時代劇のセリフや、年配の方がが叱るときに「たわけー!」と怒鳴ったりするイメージですよね。
今回は、その語源や使い方について調べてみました。
たわけの意味
「たわけ」または「たわけ者」と言われる場合がありますが、どちらも「愚か者」「馬鹿者」を表わし、おもに人を罵る際に使われる言葉です。
実際に言われたことはなくても、「この、たわけ者が!」というセリフ、一度はどこかで耳にしたことがあるのではないでしょうか。
名古屋弁だと「たぁけ」
この「たわけ」「たわけ者」という言葉、今では全国で通じますが、もともとは名古屋のほうで昔から使われている言葉です。
名古屋風に発音する場合は、「わ」をはっきり言わずに「たぁ~け」と言います。
- 用例
「お前んたらぁ、あんましたぁけたことばっかしとったらかんぞ!」
(おまえなぁ、ふざけたことばっかしてんじゃねえぞ)
なお、最上級の表現として「どたぁけ」「くそたぁけ」とも言われるようです。
たわけの語源
調べてみると、次の2つの説が出てきました。
- 「田分け」説
たわけは「田分け」から来ており、田畑を子どもの人数で分割して相続していくと、どんどん代を重ねるごとに田畑の面積は小さくなり、収穫高も減って家系が衰退することから、そのような愚かなことをする者を「たわけ者」と呼ぶようになったという説があります。
親の財産を平等に分けても、結局は誰もが食べていけなくなる、そんなことはせずに、財産は家督を継ぐ長男にくれてやれ、それ以外の子供たちは冷や飯を食えというんだとか。
- 「戯け」説
「たわけ」という言葉は、もともと「馬鹿げたことをする」「ふざける」などの意味を持つ「戯く(たわく)」という名詞がもとになっています。
実はもともと奈良時代から使われていた言葉だというから驚きです。
かの有名な古事記にも「たわけ」という言葉が登場しています。
当時は「タファケ」と言いましたが、その意味は現代と同じ「馬鹿者」です。
どうですか?どちらも最もらしい内容ですよね。
でも、正しいのは後者の「戯け」説です。
実は、「田分け」説は、「田分け」と「戯け」を洒落た俗説で正しい語源ではありません。

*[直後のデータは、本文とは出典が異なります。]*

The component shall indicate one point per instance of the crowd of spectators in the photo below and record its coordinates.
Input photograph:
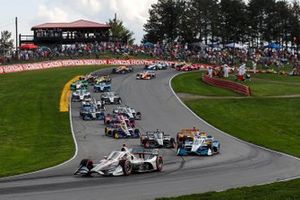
(171, 51)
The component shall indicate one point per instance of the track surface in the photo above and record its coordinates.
(238, 164)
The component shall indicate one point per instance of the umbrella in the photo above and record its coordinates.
(28, 46)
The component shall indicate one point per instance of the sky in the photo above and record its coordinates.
(134, 13)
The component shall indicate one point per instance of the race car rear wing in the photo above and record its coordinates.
(140, 150)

ちなみに、これは昔から落語や漫談でよく使われるネタだったそうです。
知恵袋などで、たわけの意味の回答として「田分け」説を書いている人もけっこう見られたので、こちらを正しい語源だと勘違いしている人も多いようです。
たわけた歌!?
今回、この記事を書くに当たって「たわけ」について調べていると、面白い歌を発見したので最後にご紹介しましょう。

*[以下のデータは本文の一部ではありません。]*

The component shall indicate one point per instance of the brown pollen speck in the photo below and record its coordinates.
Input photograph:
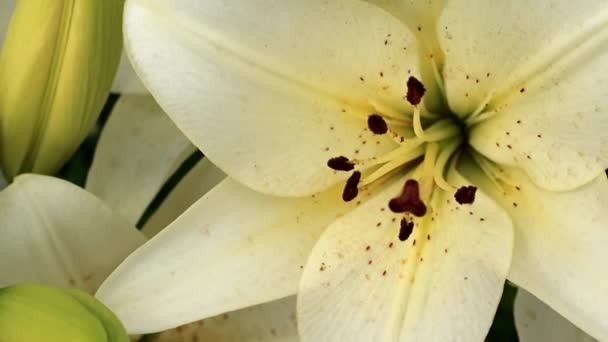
(376, 124)
(415, 91)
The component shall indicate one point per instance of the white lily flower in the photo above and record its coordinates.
(272, 91)
(60, 235)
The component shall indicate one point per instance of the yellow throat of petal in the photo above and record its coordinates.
(56, 68)
(31, 312)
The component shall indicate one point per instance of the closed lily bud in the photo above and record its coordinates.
(31, 312)
(56, 69)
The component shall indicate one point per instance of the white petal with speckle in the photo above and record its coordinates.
(362, 284)
(537, 322)
(138, 150)
(58, 234)
(233, 248)
(269, 101)
(269, 322)
(560, 247)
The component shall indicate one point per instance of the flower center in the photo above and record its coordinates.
(433, 139)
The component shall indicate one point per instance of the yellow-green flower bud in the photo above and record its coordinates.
(31, 312)
(56, 69)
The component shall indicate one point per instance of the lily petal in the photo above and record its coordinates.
(444, 283)
(58, 234)
(233, 248)
(274, 321)
(7, 7)
(559, 246)
(299, 85)
(494, 48)
(555, 128)
(535, 321)
(126, 80)
(560, 241)
(138, 150)
(203, 177)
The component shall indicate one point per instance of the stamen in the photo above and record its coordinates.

東映版のスパイダーマンに登場した曲らしいのですが、スパイダーマンの敵組織が作った「歌って踊る殺人ロック」なるものだそうです。
「たわけた歌」というのは正式な曲名ではなく、これを聞いたアマゾネスというキャラクターが「こんなたわけた歌を聴いている暇などございませんぞ!」と言ったことから、この名前で広まっているようです。
たわけという言葉が奈良時代にはすでにあったというのが驚きでした。
また、最後にご紹介した「たわけた歌」も、妙にクセになる感じなので、興味のある方はぜひご覧ください。